Il. L'injustice des jugements de cour
La moralité de la fable nous invite à juger par cette histoire de la perversion de la justice dans les « jugements de Cour ». Mais le message est plus complexe, comme est plus complexe la mécanique de la flatterie.
a) Le lion et le renard
Le Renard a-t-il pris seul l'initiative de la flatterie ? Le Lion était peut-être d'autant plus enclin à la sincérité qu'il savait d'avance que les courtisans le disculperaient. En témoigne le "nous" du vers 23, faussement ambigu : s'il semble désigner le peuple animal rassemblé (v. 21), il s'agit en fait d'un pluriel de majesté. Le Roi seul peut parler de ses fautes "sans indulgence" (v. 23), parce qu'il sait pouvoir compter sur l'indulgence des autres. Il se garde bien d'ailleurs de préciser comment sera reconnu "le plus coupable" (v. 33) : tout se passe comme si le Lion savait d'avance qu'il ne serait pas question de juger "selon toute justice". Il y a donc dans le discours du Lion comme une invitation que le Renard est le premier à comprendre : il est remarquable que celui-ci intervienne aussitôt.
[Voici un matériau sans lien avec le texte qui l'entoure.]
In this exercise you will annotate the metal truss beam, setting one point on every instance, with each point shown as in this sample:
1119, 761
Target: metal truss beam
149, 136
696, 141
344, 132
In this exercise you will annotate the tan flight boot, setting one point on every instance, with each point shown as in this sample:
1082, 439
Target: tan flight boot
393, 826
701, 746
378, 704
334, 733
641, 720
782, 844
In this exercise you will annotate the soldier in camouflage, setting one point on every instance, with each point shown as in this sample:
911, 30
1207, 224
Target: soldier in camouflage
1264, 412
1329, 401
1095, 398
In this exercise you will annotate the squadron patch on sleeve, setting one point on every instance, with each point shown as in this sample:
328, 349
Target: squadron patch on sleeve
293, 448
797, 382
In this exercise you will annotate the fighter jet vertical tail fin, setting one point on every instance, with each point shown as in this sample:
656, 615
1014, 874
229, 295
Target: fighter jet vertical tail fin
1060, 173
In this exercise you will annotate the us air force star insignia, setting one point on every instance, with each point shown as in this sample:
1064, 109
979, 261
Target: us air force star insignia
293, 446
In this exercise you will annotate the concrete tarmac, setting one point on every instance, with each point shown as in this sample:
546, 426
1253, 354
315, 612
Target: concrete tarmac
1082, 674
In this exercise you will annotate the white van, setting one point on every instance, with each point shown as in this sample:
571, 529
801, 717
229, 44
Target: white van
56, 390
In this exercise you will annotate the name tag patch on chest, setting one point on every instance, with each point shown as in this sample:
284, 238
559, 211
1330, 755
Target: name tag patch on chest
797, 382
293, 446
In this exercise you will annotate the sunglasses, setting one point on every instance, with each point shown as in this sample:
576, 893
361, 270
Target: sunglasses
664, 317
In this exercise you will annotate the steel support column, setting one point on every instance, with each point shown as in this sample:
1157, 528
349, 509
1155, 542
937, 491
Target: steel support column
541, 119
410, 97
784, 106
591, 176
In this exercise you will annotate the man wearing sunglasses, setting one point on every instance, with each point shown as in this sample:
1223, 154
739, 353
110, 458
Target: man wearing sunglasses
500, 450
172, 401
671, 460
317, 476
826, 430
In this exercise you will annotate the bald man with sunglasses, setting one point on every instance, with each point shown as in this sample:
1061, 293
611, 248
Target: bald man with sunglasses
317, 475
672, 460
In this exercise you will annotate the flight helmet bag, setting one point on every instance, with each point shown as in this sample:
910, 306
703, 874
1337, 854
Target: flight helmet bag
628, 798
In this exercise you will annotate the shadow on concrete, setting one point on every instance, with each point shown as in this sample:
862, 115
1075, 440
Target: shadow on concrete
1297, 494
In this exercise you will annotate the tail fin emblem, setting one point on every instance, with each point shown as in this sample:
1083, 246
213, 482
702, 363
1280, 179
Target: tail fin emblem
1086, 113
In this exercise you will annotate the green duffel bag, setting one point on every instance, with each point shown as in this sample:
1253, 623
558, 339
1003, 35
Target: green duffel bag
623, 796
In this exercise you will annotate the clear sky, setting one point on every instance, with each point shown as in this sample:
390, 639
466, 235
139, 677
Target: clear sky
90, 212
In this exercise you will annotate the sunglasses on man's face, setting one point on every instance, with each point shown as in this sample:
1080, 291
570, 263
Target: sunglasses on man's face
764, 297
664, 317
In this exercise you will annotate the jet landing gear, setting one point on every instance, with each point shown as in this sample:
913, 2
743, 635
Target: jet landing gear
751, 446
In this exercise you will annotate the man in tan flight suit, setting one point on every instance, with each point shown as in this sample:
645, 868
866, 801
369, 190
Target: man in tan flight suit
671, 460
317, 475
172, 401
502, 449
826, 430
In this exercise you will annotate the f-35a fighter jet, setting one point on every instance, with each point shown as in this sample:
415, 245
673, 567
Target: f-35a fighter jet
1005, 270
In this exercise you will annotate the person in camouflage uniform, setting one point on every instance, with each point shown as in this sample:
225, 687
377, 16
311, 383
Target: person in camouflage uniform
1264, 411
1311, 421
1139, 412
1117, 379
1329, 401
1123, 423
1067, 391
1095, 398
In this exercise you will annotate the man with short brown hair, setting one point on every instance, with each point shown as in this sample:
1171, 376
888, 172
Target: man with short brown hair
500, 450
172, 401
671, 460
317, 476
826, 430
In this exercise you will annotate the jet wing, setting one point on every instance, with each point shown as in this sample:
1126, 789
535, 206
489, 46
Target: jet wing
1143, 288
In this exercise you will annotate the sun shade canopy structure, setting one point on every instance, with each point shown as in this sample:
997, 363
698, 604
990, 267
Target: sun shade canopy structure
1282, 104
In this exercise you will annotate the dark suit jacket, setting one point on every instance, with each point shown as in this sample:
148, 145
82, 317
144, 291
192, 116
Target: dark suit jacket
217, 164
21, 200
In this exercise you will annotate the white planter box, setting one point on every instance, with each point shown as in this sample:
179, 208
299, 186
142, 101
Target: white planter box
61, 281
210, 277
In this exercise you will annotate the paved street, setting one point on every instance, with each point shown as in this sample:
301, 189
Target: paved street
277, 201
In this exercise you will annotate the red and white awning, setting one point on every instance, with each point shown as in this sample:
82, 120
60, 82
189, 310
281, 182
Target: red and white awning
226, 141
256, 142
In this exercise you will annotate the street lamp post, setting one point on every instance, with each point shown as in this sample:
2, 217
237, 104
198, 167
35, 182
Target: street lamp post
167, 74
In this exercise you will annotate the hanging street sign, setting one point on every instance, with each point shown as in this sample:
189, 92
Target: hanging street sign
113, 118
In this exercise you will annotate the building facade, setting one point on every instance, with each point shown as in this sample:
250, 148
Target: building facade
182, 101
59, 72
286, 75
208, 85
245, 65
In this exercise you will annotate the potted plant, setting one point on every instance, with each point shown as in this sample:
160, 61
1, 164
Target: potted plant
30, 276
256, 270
On notera que la moralité ne condamne d'ailleurs pas le Renard.
b) Le renard et le loup
L'intervention du Loup est plus scandaleuse que celle du Renard. Il ne parle pas pour se dispenser d'une confession comme le Renard car le Loup a déjà parlé, après le Tigre et l'Ours, et parmi les "grandes puissances" (v. 45). Sa "harangue" (v. 56 à 60) vient clore le débat : elle nous fait glisser du style indirect ( "[II] prouva [...] qu'il fallait dévouer", v. 56-57) au style indirect libre (c'est-à-dire l'effacement du verbe introducteur, ( "Manger l'herbe d'autrui ! quel crime abominable ! ", v. 60). La transition est insensible : le vers intermédiaire (v. 58) est encore au style indirect (il dépend toujours de "il prouva" ), mais il comporte de quasi citations de style direct ( "ce pelé, ce galeux" ). La harangue traduit aussi la duplicité de l'animal (le mot "clerc", au vers 56 : " quelque peu clerc", est à prendre au sens de " savant ", mais avec une nuance péjorative). On ne sait d'ailleurs pas très bien où finit la harangue du Loup et où commencent les réactions de rassemblée (v. 59 ; v. 62). Tous les animaux sont donc finalement responsables de cette perversion de la justice.
La moralité de la fable ne dit rien du Roi ni du Renard : c'est la réunion des courtisans à la cour qui pervertit l'idée de justice et interdit la sincérité.